Selain itu, Faraday berhasil menemukan benzena, senyawa penting dalam kimia organik. Ia juga mengembangkan klasifikasi baru untuk asam dan basa yang mempengaruhi teori kimia modern.
Faraday dikenal luas berkat kemampuannya menjelaskan konsep ilmiah rumit menjadi sederhana. Karakter ini membuatnya sangat dihormati baik di kalangan ilmuwan maupun masyarakat umum.
Pengaruh karya Faraday terasa kuat dalam perkembangan teknologi modern, seperti motor listrik dan transformator. Penemuannya tentang medan elektromagnetik juga menjadi landasan teori James Clerk Maxwell.
Di masa Revolusi Industri, Faraday berperan besar dalam kemajuan pengolahan logam dan produksi bahan kimia.

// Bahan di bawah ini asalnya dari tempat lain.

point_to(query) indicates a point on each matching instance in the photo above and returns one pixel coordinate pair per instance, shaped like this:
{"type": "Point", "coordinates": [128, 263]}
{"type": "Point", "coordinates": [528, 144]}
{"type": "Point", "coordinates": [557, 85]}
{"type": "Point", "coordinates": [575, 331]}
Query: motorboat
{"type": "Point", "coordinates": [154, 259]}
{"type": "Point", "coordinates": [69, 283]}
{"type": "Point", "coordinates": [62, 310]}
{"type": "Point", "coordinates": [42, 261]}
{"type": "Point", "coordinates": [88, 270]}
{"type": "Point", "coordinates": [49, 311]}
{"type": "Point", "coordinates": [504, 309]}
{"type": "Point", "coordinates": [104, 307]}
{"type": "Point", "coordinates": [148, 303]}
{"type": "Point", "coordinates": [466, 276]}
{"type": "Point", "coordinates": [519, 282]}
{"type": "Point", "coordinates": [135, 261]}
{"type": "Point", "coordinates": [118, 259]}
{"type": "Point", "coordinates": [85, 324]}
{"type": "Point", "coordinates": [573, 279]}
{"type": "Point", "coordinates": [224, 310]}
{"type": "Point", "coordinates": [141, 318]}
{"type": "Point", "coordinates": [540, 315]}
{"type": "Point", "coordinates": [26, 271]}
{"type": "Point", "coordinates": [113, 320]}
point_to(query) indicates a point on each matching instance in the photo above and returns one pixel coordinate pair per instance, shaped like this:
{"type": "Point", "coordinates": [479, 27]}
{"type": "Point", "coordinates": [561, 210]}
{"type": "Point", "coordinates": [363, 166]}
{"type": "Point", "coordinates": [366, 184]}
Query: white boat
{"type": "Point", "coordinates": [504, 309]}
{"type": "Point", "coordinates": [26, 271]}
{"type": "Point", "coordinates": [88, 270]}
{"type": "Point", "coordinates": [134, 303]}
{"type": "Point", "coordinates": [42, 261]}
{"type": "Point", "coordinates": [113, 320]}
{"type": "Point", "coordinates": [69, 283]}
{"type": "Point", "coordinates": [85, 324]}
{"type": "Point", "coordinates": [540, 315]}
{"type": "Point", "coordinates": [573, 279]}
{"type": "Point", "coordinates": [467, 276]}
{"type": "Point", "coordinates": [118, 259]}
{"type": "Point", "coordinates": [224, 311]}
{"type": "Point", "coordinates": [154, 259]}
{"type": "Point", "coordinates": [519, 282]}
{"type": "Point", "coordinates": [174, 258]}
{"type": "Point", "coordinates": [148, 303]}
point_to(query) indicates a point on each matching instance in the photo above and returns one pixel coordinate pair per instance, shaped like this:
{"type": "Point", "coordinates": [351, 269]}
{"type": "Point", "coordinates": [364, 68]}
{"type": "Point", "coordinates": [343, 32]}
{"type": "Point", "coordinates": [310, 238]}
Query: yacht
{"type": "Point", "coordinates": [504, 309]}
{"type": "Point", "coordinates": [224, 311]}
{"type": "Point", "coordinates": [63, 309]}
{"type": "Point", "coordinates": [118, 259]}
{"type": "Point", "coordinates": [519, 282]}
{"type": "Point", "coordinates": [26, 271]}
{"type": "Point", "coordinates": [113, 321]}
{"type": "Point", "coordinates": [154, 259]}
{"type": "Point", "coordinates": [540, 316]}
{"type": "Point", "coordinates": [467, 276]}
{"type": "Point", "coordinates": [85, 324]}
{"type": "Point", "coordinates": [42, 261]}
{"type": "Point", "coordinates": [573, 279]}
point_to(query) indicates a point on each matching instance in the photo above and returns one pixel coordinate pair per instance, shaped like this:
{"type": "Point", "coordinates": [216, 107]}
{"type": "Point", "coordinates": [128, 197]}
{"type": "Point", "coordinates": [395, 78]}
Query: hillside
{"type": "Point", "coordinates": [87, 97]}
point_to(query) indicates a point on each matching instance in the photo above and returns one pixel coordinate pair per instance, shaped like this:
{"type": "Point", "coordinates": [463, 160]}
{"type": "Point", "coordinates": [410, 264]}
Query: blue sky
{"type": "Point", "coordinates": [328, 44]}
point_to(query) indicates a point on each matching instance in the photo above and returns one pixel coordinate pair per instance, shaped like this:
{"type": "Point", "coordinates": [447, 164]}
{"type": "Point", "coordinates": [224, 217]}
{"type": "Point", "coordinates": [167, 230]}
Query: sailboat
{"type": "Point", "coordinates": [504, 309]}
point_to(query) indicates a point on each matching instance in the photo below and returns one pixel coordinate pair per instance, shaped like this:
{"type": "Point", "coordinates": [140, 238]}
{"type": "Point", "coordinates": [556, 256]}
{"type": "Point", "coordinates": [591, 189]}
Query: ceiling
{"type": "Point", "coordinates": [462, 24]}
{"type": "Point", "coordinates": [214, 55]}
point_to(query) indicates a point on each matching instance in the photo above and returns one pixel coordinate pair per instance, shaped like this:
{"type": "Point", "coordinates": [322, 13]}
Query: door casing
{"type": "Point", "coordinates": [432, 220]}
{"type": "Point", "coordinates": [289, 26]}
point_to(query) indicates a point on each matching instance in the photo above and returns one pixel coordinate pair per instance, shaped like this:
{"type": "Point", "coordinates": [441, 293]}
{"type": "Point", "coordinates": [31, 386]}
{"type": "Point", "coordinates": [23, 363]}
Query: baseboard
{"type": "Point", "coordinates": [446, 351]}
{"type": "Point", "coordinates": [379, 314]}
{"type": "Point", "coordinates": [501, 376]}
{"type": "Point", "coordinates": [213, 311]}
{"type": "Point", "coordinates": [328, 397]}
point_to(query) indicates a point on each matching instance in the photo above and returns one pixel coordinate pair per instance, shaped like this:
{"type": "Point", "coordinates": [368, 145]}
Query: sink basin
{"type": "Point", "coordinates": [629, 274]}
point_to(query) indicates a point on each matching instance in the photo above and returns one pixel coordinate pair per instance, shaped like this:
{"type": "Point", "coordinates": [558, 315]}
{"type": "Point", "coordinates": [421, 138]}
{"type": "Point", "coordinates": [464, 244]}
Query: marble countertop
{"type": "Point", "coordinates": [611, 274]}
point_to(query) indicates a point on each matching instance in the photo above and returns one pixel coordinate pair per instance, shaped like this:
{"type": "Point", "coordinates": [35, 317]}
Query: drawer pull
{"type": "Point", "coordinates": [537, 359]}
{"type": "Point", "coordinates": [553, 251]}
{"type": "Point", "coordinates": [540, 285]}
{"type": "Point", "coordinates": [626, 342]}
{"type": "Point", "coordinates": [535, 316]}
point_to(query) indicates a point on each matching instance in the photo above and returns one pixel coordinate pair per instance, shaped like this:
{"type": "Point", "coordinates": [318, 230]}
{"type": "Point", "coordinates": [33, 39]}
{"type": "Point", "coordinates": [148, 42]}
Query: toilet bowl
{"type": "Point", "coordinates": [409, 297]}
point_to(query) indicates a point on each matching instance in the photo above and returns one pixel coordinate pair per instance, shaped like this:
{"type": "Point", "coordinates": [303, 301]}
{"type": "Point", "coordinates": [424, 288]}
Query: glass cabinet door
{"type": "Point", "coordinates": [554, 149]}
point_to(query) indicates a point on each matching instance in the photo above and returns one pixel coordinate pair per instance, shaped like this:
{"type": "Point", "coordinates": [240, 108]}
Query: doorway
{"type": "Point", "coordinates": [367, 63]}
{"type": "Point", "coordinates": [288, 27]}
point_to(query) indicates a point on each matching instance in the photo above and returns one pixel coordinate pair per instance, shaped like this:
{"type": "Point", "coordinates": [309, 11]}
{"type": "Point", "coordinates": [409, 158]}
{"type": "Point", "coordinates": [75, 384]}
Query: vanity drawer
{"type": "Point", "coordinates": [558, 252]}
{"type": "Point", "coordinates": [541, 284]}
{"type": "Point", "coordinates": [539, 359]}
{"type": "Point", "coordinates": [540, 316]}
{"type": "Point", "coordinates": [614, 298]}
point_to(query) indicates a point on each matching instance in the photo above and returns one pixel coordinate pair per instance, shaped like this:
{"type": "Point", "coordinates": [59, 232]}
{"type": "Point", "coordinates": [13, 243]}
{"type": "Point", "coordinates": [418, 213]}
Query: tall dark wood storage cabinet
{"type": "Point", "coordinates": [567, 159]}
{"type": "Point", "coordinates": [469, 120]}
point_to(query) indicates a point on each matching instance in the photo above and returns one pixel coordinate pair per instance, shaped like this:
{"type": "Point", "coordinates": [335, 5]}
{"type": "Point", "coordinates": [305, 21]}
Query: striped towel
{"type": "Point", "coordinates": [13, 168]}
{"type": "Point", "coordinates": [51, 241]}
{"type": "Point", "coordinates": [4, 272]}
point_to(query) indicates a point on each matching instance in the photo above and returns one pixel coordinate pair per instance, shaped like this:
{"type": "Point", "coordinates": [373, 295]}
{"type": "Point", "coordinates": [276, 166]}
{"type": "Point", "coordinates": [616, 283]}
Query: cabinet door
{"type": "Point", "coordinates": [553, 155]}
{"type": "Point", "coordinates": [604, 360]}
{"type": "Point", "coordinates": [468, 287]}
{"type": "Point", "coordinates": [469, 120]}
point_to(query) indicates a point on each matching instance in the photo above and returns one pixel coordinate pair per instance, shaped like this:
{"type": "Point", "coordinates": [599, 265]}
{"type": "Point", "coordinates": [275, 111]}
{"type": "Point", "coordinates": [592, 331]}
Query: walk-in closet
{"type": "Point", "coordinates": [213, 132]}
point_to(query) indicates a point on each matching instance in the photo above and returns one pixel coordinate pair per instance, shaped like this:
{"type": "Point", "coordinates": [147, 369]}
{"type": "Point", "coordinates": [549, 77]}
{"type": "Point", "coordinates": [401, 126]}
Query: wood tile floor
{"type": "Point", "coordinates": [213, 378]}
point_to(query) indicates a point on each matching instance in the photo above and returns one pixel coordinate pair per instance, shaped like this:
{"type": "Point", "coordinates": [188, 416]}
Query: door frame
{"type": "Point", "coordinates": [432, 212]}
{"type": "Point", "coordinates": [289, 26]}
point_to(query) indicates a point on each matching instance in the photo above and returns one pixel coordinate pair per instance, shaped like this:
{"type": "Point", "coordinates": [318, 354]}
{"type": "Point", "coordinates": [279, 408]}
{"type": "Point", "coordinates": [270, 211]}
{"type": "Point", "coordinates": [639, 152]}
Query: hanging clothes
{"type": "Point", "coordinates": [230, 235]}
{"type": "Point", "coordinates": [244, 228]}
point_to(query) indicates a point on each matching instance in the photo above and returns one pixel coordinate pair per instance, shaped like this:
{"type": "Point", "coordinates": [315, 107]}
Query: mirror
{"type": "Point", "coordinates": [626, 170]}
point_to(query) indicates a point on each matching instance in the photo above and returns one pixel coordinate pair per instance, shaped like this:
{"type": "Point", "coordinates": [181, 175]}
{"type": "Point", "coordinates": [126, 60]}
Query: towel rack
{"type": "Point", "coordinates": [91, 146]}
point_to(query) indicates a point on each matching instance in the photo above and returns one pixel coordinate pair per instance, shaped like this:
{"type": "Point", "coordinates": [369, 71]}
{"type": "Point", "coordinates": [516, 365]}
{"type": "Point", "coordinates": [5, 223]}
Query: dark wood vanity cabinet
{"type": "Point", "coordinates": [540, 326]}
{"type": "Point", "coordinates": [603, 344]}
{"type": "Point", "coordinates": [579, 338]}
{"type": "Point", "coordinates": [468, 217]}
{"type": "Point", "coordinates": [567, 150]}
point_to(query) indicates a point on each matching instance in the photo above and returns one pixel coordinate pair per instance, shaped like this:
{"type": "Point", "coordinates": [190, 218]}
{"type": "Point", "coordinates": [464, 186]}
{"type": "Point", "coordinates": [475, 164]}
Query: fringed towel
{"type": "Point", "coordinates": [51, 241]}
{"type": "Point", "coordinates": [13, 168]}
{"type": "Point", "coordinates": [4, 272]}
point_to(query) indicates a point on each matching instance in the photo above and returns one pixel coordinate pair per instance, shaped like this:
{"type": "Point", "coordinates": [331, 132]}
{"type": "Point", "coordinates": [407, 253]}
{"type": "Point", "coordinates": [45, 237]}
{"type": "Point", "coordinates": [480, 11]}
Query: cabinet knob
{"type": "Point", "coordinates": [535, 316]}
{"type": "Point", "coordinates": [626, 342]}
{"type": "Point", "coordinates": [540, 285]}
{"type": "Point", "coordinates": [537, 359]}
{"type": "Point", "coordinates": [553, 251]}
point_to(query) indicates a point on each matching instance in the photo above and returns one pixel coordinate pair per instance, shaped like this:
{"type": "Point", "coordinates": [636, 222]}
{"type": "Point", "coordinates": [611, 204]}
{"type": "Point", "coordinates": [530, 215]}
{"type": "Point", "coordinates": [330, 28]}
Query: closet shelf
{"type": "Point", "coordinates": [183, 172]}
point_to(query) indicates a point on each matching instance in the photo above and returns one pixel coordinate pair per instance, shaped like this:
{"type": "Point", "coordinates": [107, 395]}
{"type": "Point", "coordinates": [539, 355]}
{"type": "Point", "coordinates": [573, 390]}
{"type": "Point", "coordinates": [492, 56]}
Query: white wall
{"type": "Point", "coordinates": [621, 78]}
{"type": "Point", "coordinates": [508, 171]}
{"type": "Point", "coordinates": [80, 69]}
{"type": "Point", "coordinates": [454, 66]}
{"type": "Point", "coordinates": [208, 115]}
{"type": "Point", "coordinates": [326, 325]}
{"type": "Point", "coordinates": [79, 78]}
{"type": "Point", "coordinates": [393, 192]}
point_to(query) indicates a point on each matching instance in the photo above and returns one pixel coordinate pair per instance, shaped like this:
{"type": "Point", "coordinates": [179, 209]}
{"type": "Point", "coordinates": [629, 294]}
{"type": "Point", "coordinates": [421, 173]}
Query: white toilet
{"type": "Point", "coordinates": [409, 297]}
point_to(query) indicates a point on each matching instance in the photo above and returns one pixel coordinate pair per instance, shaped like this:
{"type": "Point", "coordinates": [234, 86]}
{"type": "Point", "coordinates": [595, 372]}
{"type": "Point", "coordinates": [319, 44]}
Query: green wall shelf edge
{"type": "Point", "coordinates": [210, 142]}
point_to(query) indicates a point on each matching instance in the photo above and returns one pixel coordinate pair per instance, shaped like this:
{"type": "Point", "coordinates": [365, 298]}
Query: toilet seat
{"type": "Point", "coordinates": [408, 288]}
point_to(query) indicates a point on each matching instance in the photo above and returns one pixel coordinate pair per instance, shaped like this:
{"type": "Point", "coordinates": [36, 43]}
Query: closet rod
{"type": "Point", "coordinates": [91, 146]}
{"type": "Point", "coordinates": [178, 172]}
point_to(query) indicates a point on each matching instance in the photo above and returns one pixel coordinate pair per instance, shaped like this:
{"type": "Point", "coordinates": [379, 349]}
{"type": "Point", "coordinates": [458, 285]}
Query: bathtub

Penemuan elektrolisis mendorong berbagai inovasi industri yang meningkatkan ekonomi global.
Faraday tidak hanya menciptakan penemuan ilmiah, tetapi juga membangun budaya eksperimen dalam sains. Ia membuktikan bahwa eksperimen nyata lebih penting daripada spekulasi teori tanpa dasar.
Dalam bidang pendidikan, Faraday gigih memperjuangkan agar ilmu pengetahuan dapat diakses masyarakat luas. Ia sering mengadakan ceramah populer, termasuk untuk anak-anak, yang mempopulerkan sains di kalangan awam.
Michael Faraday meninggal pada 25 Agustus 1867, namun warisannya tetap hidup dalam teknologi dan ilmu pengetahuan saat ini. Semangat, ketekunan, dan rasa ingin tahunya menjadi inspirasi abadi bagi dunia.